0:09:55 > 0:09:58"It is therefore necessary to examine and fix what ignorance is,
0:09:58 > 0:10:00"what we are and can be ignorant of."
0:10:00 > 0:10:02- So it's the study of...- I love that.
0:10:02 > 0:10:03- I like that a lot.- Yes.

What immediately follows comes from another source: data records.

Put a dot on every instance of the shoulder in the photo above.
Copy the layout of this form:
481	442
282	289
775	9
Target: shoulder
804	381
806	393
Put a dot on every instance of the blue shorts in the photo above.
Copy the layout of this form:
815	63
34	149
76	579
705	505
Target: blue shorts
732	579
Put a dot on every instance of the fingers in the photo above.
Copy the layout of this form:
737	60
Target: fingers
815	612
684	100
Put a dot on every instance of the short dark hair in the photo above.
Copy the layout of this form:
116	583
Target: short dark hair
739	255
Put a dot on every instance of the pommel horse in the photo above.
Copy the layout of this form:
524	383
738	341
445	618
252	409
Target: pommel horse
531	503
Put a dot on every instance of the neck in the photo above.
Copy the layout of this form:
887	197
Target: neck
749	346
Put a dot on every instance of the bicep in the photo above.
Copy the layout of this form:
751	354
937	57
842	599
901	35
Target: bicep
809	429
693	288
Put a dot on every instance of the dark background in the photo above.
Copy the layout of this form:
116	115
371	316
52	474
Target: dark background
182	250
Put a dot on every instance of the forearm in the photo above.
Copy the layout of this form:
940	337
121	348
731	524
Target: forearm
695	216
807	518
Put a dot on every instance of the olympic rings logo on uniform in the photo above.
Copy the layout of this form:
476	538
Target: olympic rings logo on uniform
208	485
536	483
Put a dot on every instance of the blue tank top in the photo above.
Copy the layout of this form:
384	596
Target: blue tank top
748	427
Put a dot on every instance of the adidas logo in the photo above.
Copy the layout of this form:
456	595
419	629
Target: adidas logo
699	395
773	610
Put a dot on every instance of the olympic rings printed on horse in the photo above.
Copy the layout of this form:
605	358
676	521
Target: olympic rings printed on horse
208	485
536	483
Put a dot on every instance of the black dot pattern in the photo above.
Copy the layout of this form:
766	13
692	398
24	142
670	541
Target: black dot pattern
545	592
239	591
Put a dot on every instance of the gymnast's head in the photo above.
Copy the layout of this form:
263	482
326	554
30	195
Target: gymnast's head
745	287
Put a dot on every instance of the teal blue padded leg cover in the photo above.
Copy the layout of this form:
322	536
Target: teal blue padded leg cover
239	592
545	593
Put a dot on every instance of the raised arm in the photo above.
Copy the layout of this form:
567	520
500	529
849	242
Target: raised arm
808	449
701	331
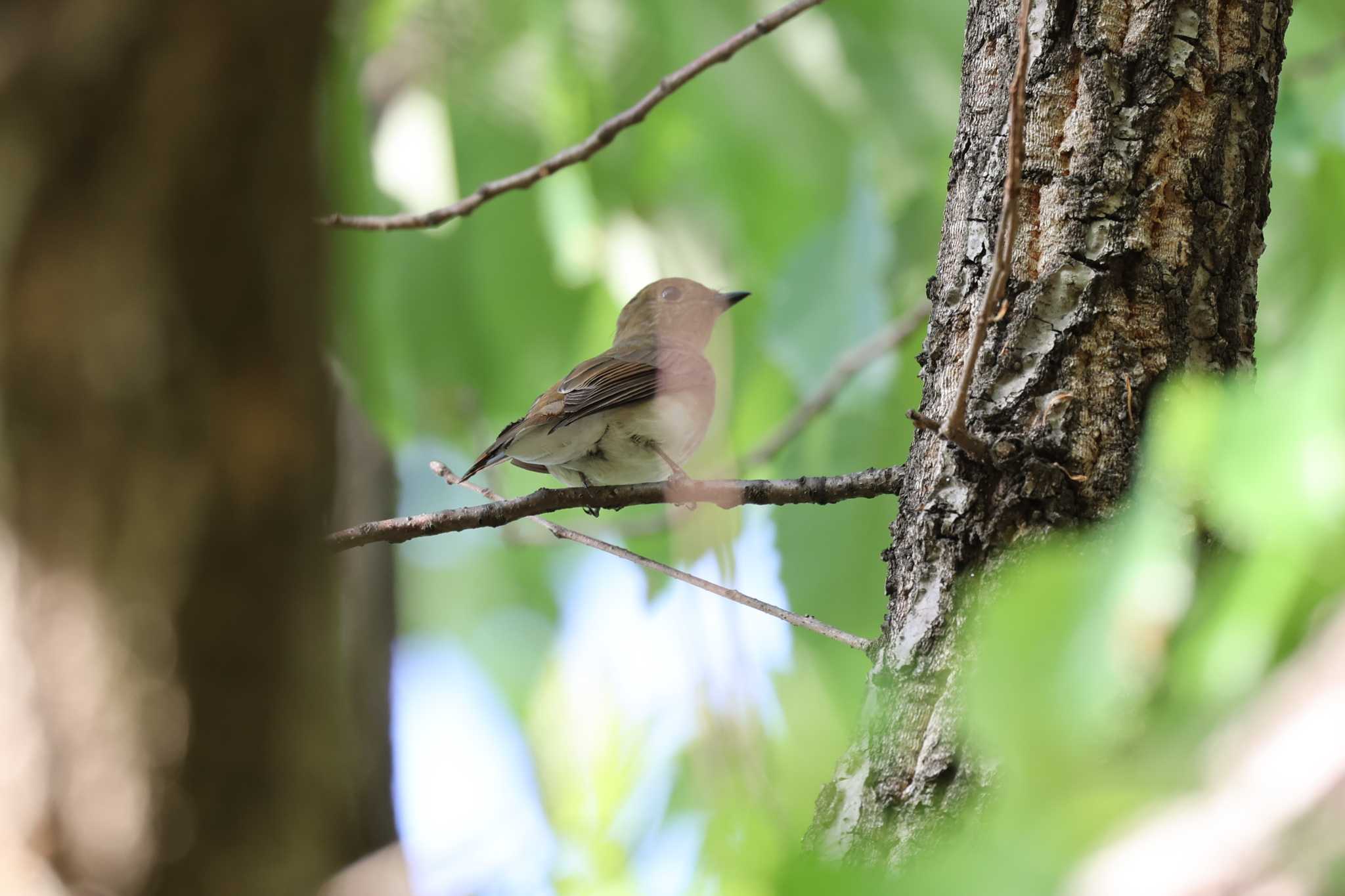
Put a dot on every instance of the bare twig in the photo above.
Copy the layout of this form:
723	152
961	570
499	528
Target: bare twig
726	494
845	368
732	594
579	152
954	426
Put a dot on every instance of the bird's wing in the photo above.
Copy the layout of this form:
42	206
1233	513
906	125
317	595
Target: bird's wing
615	378
626	377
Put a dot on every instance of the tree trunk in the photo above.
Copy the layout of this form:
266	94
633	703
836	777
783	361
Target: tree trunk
167	444
1145	191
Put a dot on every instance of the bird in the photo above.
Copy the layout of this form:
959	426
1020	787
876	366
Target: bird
636	412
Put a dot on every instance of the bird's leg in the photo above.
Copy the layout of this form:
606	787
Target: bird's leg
592	512
678	475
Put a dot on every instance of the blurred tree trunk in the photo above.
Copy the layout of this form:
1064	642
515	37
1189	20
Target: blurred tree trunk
1145	192
167	442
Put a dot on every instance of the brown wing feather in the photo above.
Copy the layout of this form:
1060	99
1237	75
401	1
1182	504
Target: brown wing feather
604	385
615	378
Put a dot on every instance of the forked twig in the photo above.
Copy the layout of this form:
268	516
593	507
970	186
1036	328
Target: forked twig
726	494
732	594
579	152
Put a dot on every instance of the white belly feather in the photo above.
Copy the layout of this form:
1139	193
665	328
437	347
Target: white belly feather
613	448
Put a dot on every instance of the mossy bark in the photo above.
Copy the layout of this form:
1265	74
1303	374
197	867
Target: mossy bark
1145	191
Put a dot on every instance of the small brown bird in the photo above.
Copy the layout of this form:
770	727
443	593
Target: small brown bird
636	412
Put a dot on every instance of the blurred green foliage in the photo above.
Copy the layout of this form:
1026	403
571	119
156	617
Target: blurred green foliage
811	171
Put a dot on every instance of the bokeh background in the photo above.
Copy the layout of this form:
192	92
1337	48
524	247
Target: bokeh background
568	723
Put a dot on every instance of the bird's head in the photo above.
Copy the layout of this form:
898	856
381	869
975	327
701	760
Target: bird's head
674	309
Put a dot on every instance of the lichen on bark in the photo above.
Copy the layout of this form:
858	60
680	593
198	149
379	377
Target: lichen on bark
1145	191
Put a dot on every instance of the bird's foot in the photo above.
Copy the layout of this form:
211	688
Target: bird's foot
680	480
588	484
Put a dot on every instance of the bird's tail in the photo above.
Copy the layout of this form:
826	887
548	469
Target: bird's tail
495	453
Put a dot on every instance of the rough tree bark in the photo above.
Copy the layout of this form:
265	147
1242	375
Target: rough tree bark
1145	191
167	445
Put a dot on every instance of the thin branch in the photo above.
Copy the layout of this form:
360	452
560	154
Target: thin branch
845	368
954	427
579	152
726	494
732	594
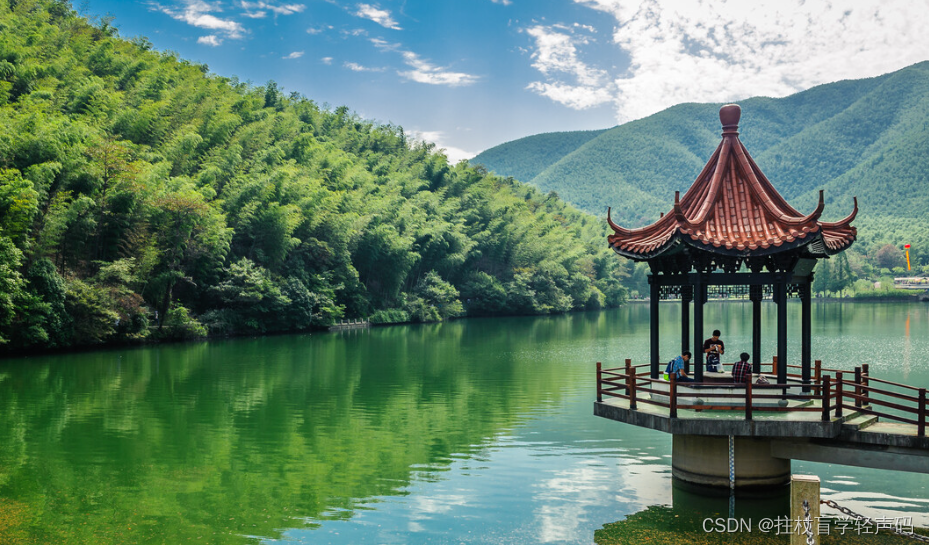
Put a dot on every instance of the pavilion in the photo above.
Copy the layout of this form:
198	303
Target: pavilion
733	234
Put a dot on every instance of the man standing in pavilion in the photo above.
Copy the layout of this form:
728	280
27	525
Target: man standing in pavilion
714	348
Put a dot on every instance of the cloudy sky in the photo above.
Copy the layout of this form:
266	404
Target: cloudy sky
471	74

0:10:03 > 0:10:05Right, any more? Let's see.
0:10:05 > 0:10:07- OK, heterology.- Heterology.
0:10:07 > 0:10:09It's one of a pair, which do you think it goes with?
0:10:09 > 0:10:11- Autology.- Autology. Absolutely right.
0:10:11 > 0:10:12Heterology and autology.
0:10:12 > 0:10:14It's basically men and motors.
0:10:14 > 0:10:16LAUGHTER
0:10:16 > 0:10:18They go together.
0:10:18 > 0:10:21Yeah. A word is autological if it is self-descriptive.
0:10:21 > 0:10:24So, polysyllabic is autological
0:10:24 > 0:10:26because it is, itself, polysyllabic.
0:10:26 > 0:10:28But conversely, heterology is the attribute of a word
0:10:28 > 0:10:30not being self-descriptive.
0:10:30 > 0:10:33So, for example, if you regard "misspelt" with a T
0:10:33 > 0:10:35as British English
0:10:35 > 0:10:37as opposed to the American English "misspelled" -
0:10:37 > 0:10:39which is spelt with a D -
0:10:39 > 0:10:41then "misspelt" with a T would be autological in America
0:10:41 > 0:10:44because it is misspelt and heterological in the UK...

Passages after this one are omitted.